Desde aquel momento decidí vigilar de cerca las actividades de Trumper, e insistí en encontrarles semanalmente en el piso para estar al día de lo que ocurría. Hasta me sentí con ánimos para aconsejarles o alentarles de vez en cuando. A nadie le gusta cobrar por no hacer nada.

Ya desde el principio, todo parecía ir como una seda. De hecho, el balance trimestral fue impresionante. A finales de mayo de 1920, Trumper solicitó una entrevista en privado. Sabía que le había echado el ojo a otro establecimiento de Chelsea Terrace, y supuse que quería comentar el asunto conmigo.

Accedí a visitar a Trumper en su piso, pues nunca parecía estar cómodo cuando le invitaba a mi club o a Tregunter Road. Cuando llegué aquella noche le encontré muy alterado, y di por sentado que alguno de nuestros tres establecimientos le causaba preocupaciones, pero él me aseguró que ése no era el caso.

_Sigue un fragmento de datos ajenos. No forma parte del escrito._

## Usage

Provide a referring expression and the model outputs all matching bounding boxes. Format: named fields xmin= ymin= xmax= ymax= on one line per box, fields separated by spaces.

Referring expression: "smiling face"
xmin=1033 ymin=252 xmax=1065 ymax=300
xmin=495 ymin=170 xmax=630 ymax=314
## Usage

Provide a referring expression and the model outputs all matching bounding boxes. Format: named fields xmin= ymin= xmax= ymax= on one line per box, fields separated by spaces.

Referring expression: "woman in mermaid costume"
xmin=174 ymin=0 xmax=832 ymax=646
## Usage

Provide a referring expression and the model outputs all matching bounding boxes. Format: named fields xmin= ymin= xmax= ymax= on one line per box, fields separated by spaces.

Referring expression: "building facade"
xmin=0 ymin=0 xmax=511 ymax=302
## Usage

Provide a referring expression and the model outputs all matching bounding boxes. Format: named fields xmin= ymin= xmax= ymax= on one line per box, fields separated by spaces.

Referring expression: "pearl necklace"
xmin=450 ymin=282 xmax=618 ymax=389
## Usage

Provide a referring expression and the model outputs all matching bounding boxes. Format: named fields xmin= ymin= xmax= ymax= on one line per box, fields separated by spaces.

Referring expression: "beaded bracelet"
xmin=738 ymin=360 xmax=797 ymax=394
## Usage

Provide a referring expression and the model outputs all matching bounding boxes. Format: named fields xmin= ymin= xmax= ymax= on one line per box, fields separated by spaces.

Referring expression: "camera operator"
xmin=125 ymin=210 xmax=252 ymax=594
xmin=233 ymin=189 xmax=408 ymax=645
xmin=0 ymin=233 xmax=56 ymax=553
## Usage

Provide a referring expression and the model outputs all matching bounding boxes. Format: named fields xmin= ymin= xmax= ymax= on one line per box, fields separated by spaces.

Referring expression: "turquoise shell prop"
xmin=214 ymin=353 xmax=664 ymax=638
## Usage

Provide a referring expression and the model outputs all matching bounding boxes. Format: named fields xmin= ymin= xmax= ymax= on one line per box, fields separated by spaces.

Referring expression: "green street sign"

– Bien, adelante con ello, Trumper -dije.

– Para ser sincero, señor, me resulta un poco violento -contestó, de modo que me callé, confiando en que así se tranquilizaría y soltaría lo que llevaba dentro.

– Se trata de Becky, señor -dijo con brusquedad.

– Excelente muchacha.

– Sí, señor, estoy de acuerdo, pero me temo que está embarazada.

Confieso que la propia Becky me había dado la noticia unos días antes, pero yo le prometí no decir nada a nadie, incluyendo a Charlie. Fingí sorprenderme. Aunque soy consciente de que los tiempos han cambiado, sabía que Becky había sido educada con rectitud y que, en cualquier caso, nunca me había parecido esa clase de chica.